The latest in my MOOC-athon was a course developed by the World Bank's climate change group: "Turn Down the Heat: Why a 4 Degree Celsius Warmer World Must Be Avoided."
Despite its unwieldy title, I was impressed by this course. It filled in the technical gaps in my climate change-related knowledge -- for example, why exactly are sea levels rising? how can climate change cause both drought and floods in the same region? -- and provided statistics that I can cite in future assignments.
For the final project, students were instructed to "create a digital resource that conveys an action or program that a community, country or region can implement to respond to climate change." Since I just returned from a trip to San Francisco, I decided to dig a little deeper into the causes of California's drought, and highlight a few promising (and not-so-promising) policy measures. Per the project's instructions, I'll structure my analysis as an educational tool targeting a general audience:
Causes of California's Drought
California is now three years into its worst drought in history. The drought has triggered wildfires, air pollution, and billions in agricultural losses, and Governor Jerry Brown has declared the state a "natural disaster area." But what caused the drought?
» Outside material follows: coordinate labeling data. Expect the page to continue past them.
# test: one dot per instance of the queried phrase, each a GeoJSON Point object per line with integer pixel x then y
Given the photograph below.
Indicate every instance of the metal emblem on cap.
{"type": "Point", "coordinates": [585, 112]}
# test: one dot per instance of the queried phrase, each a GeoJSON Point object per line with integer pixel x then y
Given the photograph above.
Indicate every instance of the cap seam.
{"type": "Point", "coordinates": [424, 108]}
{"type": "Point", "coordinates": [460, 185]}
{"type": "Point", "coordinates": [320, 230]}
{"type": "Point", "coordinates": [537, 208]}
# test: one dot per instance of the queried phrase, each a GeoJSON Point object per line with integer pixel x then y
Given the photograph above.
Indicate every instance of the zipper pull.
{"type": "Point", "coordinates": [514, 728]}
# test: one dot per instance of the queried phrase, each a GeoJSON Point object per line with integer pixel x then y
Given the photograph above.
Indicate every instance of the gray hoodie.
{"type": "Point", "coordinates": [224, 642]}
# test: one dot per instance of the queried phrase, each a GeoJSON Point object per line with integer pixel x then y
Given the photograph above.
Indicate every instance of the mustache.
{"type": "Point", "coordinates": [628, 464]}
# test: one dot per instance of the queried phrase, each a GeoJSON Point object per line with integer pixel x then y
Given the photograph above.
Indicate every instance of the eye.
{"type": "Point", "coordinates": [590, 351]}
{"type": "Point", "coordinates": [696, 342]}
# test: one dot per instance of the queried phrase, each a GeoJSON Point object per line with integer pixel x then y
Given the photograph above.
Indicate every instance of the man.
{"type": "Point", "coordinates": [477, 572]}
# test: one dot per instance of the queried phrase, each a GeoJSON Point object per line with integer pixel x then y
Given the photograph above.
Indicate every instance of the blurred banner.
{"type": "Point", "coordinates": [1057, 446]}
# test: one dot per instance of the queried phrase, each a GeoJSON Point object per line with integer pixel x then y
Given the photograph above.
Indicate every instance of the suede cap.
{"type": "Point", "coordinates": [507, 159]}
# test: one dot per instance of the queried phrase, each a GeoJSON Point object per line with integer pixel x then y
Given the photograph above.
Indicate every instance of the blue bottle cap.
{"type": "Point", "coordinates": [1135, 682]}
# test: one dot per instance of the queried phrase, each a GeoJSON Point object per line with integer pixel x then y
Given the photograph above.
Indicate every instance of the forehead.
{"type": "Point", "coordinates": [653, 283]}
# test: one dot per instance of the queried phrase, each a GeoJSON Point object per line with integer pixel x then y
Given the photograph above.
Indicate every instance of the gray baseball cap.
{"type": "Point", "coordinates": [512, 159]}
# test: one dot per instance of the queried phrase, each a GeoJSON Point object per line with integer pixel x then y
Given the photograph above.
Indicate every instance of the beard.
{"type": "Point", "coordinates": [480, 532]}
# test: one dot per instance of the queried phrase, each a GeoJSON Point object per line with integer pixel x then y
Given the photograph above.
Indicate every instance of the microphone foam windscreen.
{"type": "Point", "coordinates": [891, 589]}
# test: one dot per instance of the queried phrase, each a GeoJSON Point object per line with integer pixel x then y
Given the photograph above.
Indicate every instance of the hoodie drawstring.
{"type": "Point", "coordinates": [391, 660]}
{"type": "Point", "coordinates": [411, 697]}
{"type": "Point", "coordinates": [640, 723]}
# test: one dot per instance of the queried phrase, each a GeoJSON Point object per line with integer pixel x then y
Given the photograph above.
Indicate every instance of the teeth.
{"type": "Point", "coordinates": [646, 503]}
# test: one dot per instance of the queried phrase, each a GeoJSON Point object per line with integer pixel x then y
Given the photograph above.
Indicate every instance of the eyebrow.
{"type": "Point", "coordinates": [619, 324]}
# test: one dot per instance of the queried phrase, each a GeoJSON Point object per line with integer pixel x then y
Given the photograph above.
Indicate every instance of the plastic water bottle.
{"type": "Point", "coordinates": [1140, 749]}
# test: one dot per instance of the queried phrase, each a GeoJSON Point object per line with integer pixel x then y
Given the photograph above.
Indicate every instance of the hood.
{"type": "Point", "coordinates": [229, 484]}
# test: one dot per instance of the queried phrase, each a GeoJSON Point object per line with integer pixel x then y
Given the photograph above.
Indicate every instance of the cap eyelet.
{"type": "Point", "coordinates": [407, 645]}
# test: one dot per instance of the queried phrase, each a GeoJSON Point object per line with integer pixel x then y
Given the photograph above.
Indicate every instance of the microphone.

Since December 2012, a zone of high atmospheric pressure off the West Coast -- four miles high and 2,000 miles long -- has prevented rain and winter storms from reaching California. While high pressure zones commonly appear during the winter months, the strength and persistence of this particular zone (dubbed the "Ridiculously Resilient Ridge") is unprecedented in modern history.
Although diverted rainfall has contributed to the drought, snow is the more significant factor, as snowpack provides 75 to 80 percent of the state's usable water. During the winter and early spring, snow sticks to California's Sierra Nevada mountain range, and then slowly melts into reservoirs and groundwater aquifers. In comparison, rain quickly runs off land and into the ocean. In 2015, California's snowpack was only 6 percent of normal levels.
Stanford scientists agree that the extreme atmospheric conditions responsible for diverting rain and snow from California are more likely to occur in an environment of elevated greenhouse gas emissions. That is to say, California's drought is almost certainly linked to human-caused climate change.
Policy and Infrastructure Solutions
Dams Some fiscal conservatives have suggested infrastructural solutions to the drought: aqueducts and dams to collect river runoff before it reaches the ocean. Supporters say increased water storage would provide relief during periods of drought. This approach would require the elimination of environmental regulations that require water to be used for the health of ecosystems, rather than for human activities.
However, dams are not the best solution for California's drought. According to Friends of the River, a California-based advocacy organization, the five proposed dam projects would cost $9 billion while only providing 1 percent of the state's annual needs. Furthermore, dams do not increase the amount of water available -- they simply store water during times of plenty for use during times of drought. Yet in an environment of climate change, it is impossible to know when (or if) California's rivers will resume flowing.
Desalination Plants Desalination (or "desalinization") is the process of removing salt from water, rendering it potable. Nearly 98 percent of the world's water is salt water, compared to 2.5 percent for fresh water. Through a process of reverse osmosis, desalination plants can make this plentiful salt water suitable for human consumption.
It is a costly and energy-intensive solution, however. In Santa Barbara, it costs about $300 to produce an acre foot of water, compared to an estimated $1,700 per acre foot for desalination plants. Desalination plants are also harmful to the environment, absorbing microscopic marine life and minerals while releasing more salt into the ocean. For these reasons, only .2% of the water consumed worldwide is desalinated salt water.
Agriculture Avocados are the subject of many human interest drought articles these days. The green superfood is a major product for California, with one billion pounds sold annually. However, it takes 72 gallons of water to grow a pound of avocados, compared to nine gallons for a pound of tomatoes. That math doesn't add up for a state in the middle of a historic drought.
As an avocado lover, I hate to say it -- but it's time for agriculture to bear the brunt of the drought's costs. Agriculture consumes 80 percent of the state's water, while contributing only 2 percent to GDP. Reducing water consumption by mere percentages in the agriculture sector would make a bigger impact than dams, desalination plants, and human conservation efforts combined.
Farmers need to find more efficient methods of growing their crops -- and dramatically reduce the production of crops like rice, almonds and avocados. We need to reform "use-it-or-lose-it" water rights laws that provide legal rights to all water on a landowner's property, while relinquishing the rights if the water is not used. The agriculture sector cannot be exempt from executive orders to reduce water use. Finally, a water tax is a risky political move, but it would provide an enormous incentive for businesses to find innovative solutions for reducing water consumption.
Of course, this is a simplified analysis of a highly-complicated problem. But it was a great learning experience for me, and I'm grateful to the "Turn Down the Heat" course for that!